Some new features have been added to the Baby Bliss Bot’s adaptive palette for composing symbols based on the Fundamental Rules of Blissymbolics. These are the ability for users to add or remove indicators and modifier symbols.
Indicators
Indicators are small Bliss-characters that are used as grammatical and semantic markers. They can be added or removed from a Bliss-word to change its meaning to a related one. For example, the plural indicator changes a word from its singular to its plural form. An example of composing the plural form is shown in Figure 1 where the Bliss-word representing the concept “I” becomes “We” by adding the plural indicator above the symbol for “person”. The plural indicator is the character that resembles a small “x”, meaning “multiple”.
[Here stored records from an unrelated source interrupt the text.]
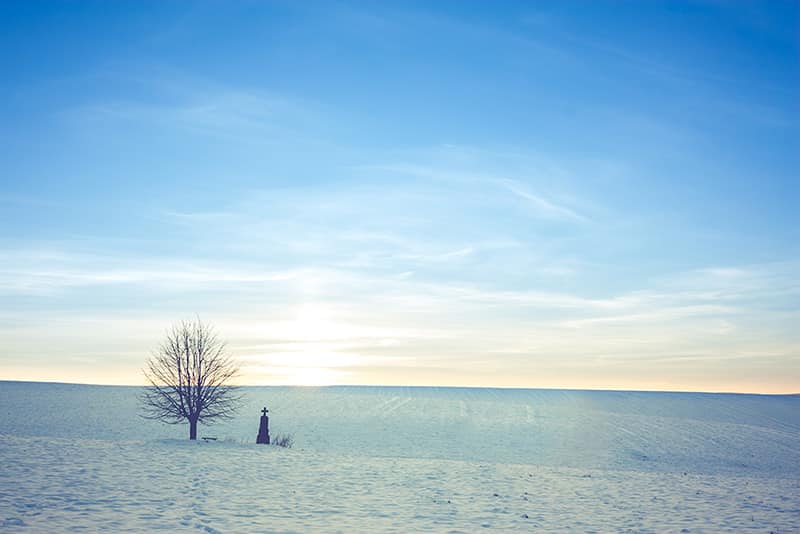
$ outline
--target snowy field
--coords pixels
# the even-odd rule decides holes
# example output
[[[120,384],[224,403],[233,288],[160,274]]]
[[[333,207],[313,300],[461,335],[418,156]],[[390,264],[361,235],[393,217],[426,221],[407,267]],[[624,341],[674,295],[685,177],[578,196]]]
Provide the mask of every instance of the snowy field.
[[[0,382],[0,530],[800,532],[800,396],[247,388],[192,443],[136,394]]]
Figure 2 shows how adding the verb indicator changes the word for “fire” into “burn”, or, alternatively, capturing the concept of “fire in action”. Then, substituting the descriptive indicator for the verb indicator changes the word to the adjective “burning”.

There are approximately 39 different indicator symbols that can used with Bliss-words to change their base meaning to represent other related concepts.
Modifiers
Modifier Bliss-characters are prefixes and suffixes that also change the meaning of the Bliss-words. Unlike indicators, however, modifiers are the same size as the Bliss-word they modify and are placed either before or after it. In addition, it is possible to add multiple modifiers to the same word.
An example is the “opposite” modifier character. It resembles a vertical line with pointers at the top and bottom. When combined with a Bliss-word, it creates the antonym of the original word. An example in English is the word “true” whose opposite is “false”. But, the same concept can be written using the phrase “opposite of true”.
Figure 3 shows using of the “opposite” modifier as a prefix to create a symbol that represents “cold” based on the one that represents “hot”.

There are 18 modifiers in the authorized vocabulary currently. Since modifiers can be applied in combination with each other, many new Bliss-words can be created by the resulting compositions. Along with indicators, Blissymbolics provides a constructive way of composing Bliss-words from existing ones and thereby representing many different concepts. The adaptive palette software encodes the rules for indicators and modifiers in order to allow users to compose sequences of Bliss symbols from a basic set of symbols. In fact, all of the examples here were created by using the palette and taking screen shots of the composed symbol. In this way the palette mirrors some of the compositional features of the Bliss language that allows users to combine existing symbols to “spell” other concepts, and thereby express themselves.